Selon Pierre Guenancia "le divertissement signifie, pour Pascal, d’abord la diversion, et ensuite, la stratégie la plus rusée qui soit pour faire que cette diversion n’apparaisse pas comme une diversion, le divertissement comme un divertissement, mais comme quelque chose de sérieux, de volontaire, et surtout quelque chose qui a sa fin en soi-même. Comme disait Montaigne, je joue pour jouer, je me promène pour me promener. Dans ses fragments pour un divertissement, Pascal explique qu’on se dupe soi-même en se faisant croire qu’on fait quelque chose par goût pour cette chose et seulement pour cela… alors que tout le but de Pascal dans ce texte c’est de faire une interprétation de toutes les activités des hommes, aussi bien ludiques que sérieuses… Simplement, tout cela est fait pour éviter quelque chose, quoi ? Le rapport à soi… Et le repos est une métaphore du rapport à soi, de la capacité de l’être humain à se regarder lui-même sans diversion, sans obstacle, dans la plus grande transparence. Cette vue serait insupportable, c’est la raison pour laquelle tout ce qui nous en détourne vaut la peine d’être pratiqué".
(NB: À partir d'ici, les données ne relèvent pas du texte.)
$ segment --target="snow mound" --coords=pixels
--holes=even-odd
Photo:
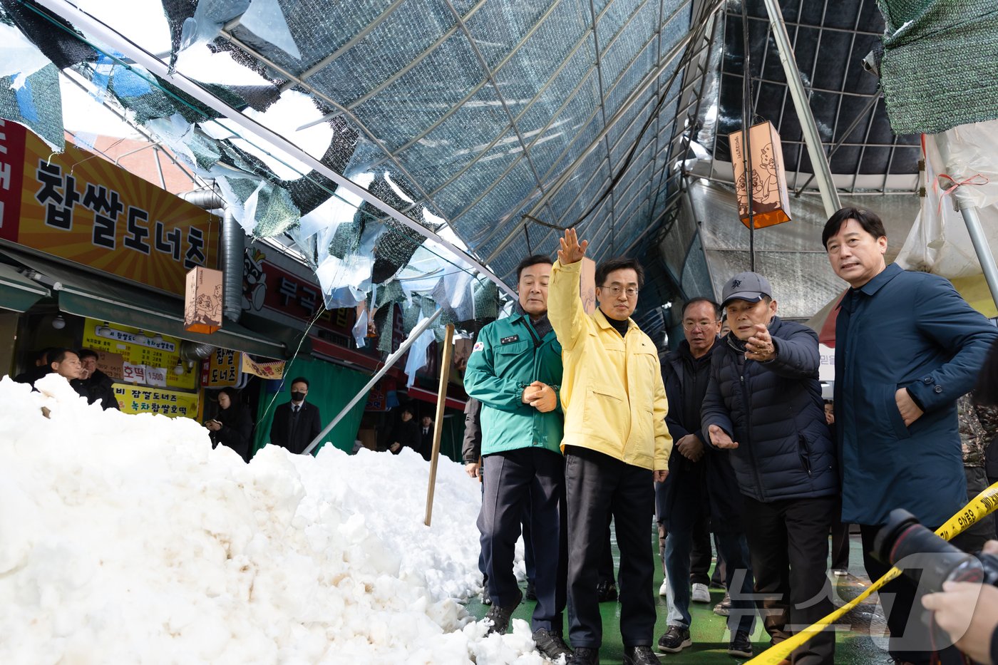
[[[426,527],[411,450],[247,465],[193,420],[37,386],[0,380],[0,663],[545,662],[526,622],[485,637],[460,604],[481,498],[459,464]]]

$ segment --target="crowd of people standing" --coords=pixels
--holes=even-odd
[[[998,330],[946,280],[887,265],[886,233],[867,211],[835,213],[821,242],[849,287],[836,306],[830,406],[817,334],[779,318],[762,275],[732,277],[720,303],[688,301],[685,338],[660,361],[631,319],[644,281],[637,262],[597,267],[591,315],[579,297],[587,243],[574,230],[557,262],[521,263],[515,311],[482,329],[465,376],[481,403],[481,458],[466,448],[465,462],[484,482],[478,526],[490,631],[505,632],[522,601],[513,545],[529,524],[537,648],[598,663],[598,569],[612,519],[625,663],[660,663],[654,647],[675,654],[692,645],[691,554],[706,530],[725,565],[731,600],[719,613],[729,615],[729,653],[750,657],[756,615],[777,644],[831,611],[829,533],[832,566],[845,574],[843,525],[858,525],[863,564],[877,579],[889,564],[869,552],[890,510],[936,528],[979,490],[968,478],[986,482],[983,457],[965,474],[961,455],[963,412],[983,407],[965,404],[958,418],[957,403]],[[981,431],[987,417],[976,422],[979,439],[998,433]],[[653,513],[665,536],[669,603],[657,641]],[[885,610],[896,663],[962,662],[955,647],[929,642],[913,582],[896,578],[882,593],[893,597]],[[830,664],[834,646],[824,631],[786,662]]]

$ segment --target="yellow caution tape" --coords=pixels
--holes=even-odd
[[[950,517],[945,524],[936,529],[936,535],[944,540],[949,540],[958,533],[962,533],[966,529],[970,528],[970,526],[977,520],[993,512],[995,508],[998,508],[998,482],[975,496],[970,503],[963,506],[958,513]],[[829,626],[832,622],[842,617],[862,601],[866,600],[871,593],[900,574],[900,568],[891,568],[887,571],[887,574],[871,584],[869,588],[860,593],[854,599],[850,600],[848,603],[842,605],[820,621],[817,621],[803,630],[794,633],[788,639],[769,647],[759,655],[749,660],[746,663],[746,665],[777,665],[777,663],[781,660],[788,658],[790,653],[798,646],[804,644],[811,637],[821,632],[825,627]]]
Notre condition humaine est-elle fautive ?
Pour Pascal, on ne peut pas arriver à faire son deuil de la misère humaine, convertir cette condition de misère en une condition normale. On ne peut pas naturaliser notre condition. Pourquoi ce malheur nous est-il insupportable, pas tant dans l’existence que dans sa représentation ? Pierre Guenancia ajoute "D’autres philosophes appelleront peut-être cela l’angoisse devant le monde, le néant, l’impossibilité de la représentation. Peut-être que ce texte a pour raison l’impossible idée de la représentation de soi par soi. C’est cette insupportable idée du néant vers lequel nous allons qui justifie les stratégies d’évitement, de diversion…"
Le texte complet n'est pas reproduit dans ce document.